Now, over a decade later, comes The Hobbit, based on J.R.R. Tolkien’s beloved children’s story that started it all, but with this film, which was once again directed by Jackson, there’s more of a reason to be excited about and invested in it. It has the all the makings of a delightful, adventure-filled children’s tale, which it duly lives up to, with a strong central character at its core. But like its brethren before it, it’s not exactly up to the “masterpiece” label. To me, there’s just something standard about all these films that hold them back from pure greatness.
Still, you can’t deny these films their virtues. As I mentioned, LOTR was a crowning technical achievement for its time, especially in regards to its sets, makeup, costumes and special effects, and The Hobbit, which takes place in the same universe, takes those elements and technology even further. This is a magnificent film too look at. It’s bright, colorful and incredibly sharp and convincing, even in the close-ups.
I’m still not sold on Jackson’s decision to shoot it at 48 frames per second (the standard is 24) as a means of giving it more detail; the effect actually makes the action appear sped up and the camera motion jerky, although I’m willing to accept this could be my eyes and brain not being used to it. Ultimately, however, the film is technically superior, especially in its long and aerial shots underneath and above Middle Earth’s mountains.

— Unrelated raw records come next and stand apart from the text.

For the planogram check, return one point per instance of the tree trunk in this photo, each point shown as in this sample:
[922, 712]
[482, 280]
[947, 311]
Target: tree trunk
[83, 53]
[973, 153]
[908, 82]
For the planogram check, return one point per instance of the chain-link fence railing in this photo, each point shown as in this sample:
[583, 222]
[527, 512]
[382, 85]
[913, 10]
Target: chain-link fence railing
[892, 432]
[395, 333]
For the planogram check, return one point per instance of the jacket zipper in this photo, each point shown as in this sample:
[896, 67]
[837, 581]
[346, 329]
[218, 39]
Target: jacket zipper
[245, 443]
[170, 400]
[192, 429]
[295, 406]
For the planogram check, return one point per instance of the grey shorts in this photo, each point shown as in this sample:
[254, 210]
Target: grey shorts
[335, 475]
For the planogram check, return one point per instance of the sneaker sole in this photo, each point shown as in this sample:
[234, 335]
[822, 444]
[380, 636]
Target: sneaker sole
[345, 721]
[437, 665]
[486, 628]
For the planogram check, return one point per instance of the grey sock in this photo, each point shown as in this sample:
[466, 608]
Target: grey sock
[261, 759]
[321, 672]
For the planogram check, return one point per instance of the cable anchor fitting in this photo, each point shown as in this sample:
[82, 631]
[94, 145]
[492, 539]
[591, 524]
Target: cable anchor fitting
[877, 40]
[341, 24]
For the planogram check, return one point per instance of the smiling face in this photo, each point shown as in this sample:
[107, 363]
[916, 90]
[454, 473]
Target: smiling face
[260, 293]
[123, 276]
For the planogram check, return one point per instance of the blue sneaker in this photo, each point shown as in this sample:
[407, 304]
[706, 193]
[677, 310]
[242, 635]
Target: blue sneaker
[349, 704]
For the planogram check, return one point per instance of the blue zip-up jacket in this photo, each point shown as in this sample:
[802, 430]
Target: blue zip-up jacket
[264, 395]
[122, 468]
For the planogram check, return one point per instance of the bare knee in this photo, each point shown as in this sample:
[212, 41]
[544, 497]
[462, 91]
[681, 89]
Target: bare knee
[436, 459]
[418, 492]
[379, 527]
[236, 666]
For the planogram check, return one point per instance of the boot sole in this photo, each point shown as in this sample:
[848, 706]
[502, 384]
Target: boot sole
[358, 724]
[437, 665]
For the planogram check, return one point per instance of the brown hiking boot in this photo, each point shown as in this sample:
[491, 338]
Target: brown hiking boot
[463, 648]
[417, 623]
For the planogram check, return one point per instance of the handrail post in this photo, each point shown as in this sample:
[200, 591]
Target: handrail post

On a narrative level, the film is jolly and exciting, light and dark, and all-around fun. I know many people will extend their praise well beyond that, but I wonder if their opinions are simply a reflection of the giddiness they feel upon coming returning to this world and the memories of the former series, not to mention the book they probably enjoyed as kids. Regardless, I happen to have recently read Tolkien’s book and can veritably say that Jackson’s film captures its innocent spirit and humor. He fortunately keeps it within the realm of children’s fantasy and resists the urge of making it too dark, violent or gloomy just to cater to the older and more mature LOTR audience. Not that he couldn’t have done this and still made it worth our while, but I believe Jackson’s intentions were to be faithful to Tolkien’s prose, and that approach works because we seem inherently more willing to accept children’s fantasy over adult, perhaps because the concept of fantasy is inextricably linked to - and the product of - our inner child.